There was a family council. A friend of the family advised that Gandhi shouldn't persevere with college education; it wasn't going to get him far, anyway; times had changed in India, and the most he could hope for with a college diploma, if he could get it, was a small administrative job paying ninety rupees a month. What Gandhi should do, the wise friend said, was to go to England and study law. The English law examinations were notoriously easy; seventy-five to ninety per cent of the candidates always passed. The course lasted three years; the total cost would be only three or four thousand rupees; and at the end there would be a glittering barrister's life.

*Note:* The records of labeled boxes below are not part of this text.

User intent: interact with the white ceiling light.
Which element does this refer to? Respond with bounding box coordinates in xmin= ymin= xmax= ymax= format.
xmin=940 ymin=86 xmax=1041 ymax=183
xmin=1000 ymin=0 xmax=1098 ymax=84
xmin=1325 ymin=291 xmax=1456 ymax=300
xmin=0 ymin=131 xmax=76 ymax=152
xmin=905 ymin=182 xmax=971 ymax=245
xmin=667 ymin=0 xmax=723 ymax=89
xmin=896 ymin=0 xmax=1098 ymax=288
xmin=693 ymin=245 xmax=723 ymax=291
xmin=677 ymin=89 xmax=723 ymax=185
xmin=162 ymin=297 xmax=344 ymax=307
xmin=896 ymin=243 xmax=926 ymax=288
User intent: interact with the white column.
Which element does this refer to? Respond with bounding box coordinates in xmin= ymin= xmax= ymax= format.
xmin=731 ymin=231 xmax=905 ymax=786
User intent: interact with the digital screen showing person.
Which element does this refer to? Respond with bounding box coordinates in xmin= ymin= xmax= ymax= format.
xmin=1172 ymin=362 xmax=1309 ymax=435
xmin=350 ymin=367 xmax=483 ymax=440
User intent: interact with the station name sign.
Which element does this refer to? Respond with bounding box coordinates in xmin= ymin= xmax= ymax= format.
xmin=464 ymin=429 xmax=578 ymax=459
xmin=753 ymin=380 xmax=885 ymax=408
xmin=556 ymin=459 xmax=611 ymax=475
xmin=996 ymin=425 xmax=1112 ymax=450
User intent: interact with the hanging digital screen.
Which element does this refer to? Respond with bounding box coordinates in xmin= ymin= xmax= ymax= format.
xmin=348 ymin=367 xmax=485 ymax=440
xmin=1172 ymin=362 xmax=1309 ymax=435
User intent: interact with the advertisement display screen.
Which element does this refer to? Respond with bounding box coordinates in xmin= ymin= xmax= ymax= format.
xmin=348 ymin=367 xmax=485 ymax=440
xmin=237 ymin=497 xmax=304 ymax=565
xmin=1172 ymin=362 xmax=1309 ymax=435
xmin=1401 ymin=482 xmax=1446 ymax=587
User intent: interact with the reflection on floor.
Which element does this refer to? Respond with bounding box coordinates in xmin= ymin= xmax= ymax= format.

For some reason—he doesn't say exactly why: it couldn't
have been only to get away from the bewildering new college—the idea of England (perhaps more than the study of law) excited Gandhi. He says it made him forget his cowardice. In the hope of getting financial help for his English venture from the government he went to see the British political agent at Porbandar, and he thought it was important to get there as fast as he could. He hired a bullock cart (twenty-four miles a day) for part of the journey, and did the remainder on a camel, though he had never before ridden on a camel. Wasted labour, pointless speed: in Porbandar Gandhi had the merest word with the political agent as the agent was going up a staircase, and he told Gandhi, more or less over his shoulder, that he was not qualified to go to England to study.

Gandhi wasn't put off; and he wasn't put off later by the religious objections of some of his family and caste to his crossing the black water. And yet he had very little idea of what he was going to. He hadn't read anything about England. It filled him with distaste—his own word—to read anything not a school book. He had never read a newspaper. He had no idea of the history of India. All that he knew of his own religion was what he had seen in his family. He had listened to readings of the
Ramayana
. From a family maid he had learned the virtue of repeating the name of Rama. He knew a few moralistic Gujarati plays. On certain festival days he had heard the Gita read aloud, but it had made no great impression on him. It is hard in India today, in a time of television and cinema and newspapers and constant political debate, to enter a mind so culturally denuded as Gandhi's was in 1887; nearly every apparently promising cultural beginning ends in a blank.

And yet he was in a fever to go to England. He rode over every caste obstacle. In his enthusiasm and blindness at this stage he was like Rahman eleven years later, in 1898, obstinate in his wish to go to Surinam (though Rahman fudges an important part of his story here, losing seven years, saying only of his Surinam passion, the many months in the disagreeable depots in Kanpur and Fyzabad, that he had signed up because he was bored by the routine of his life).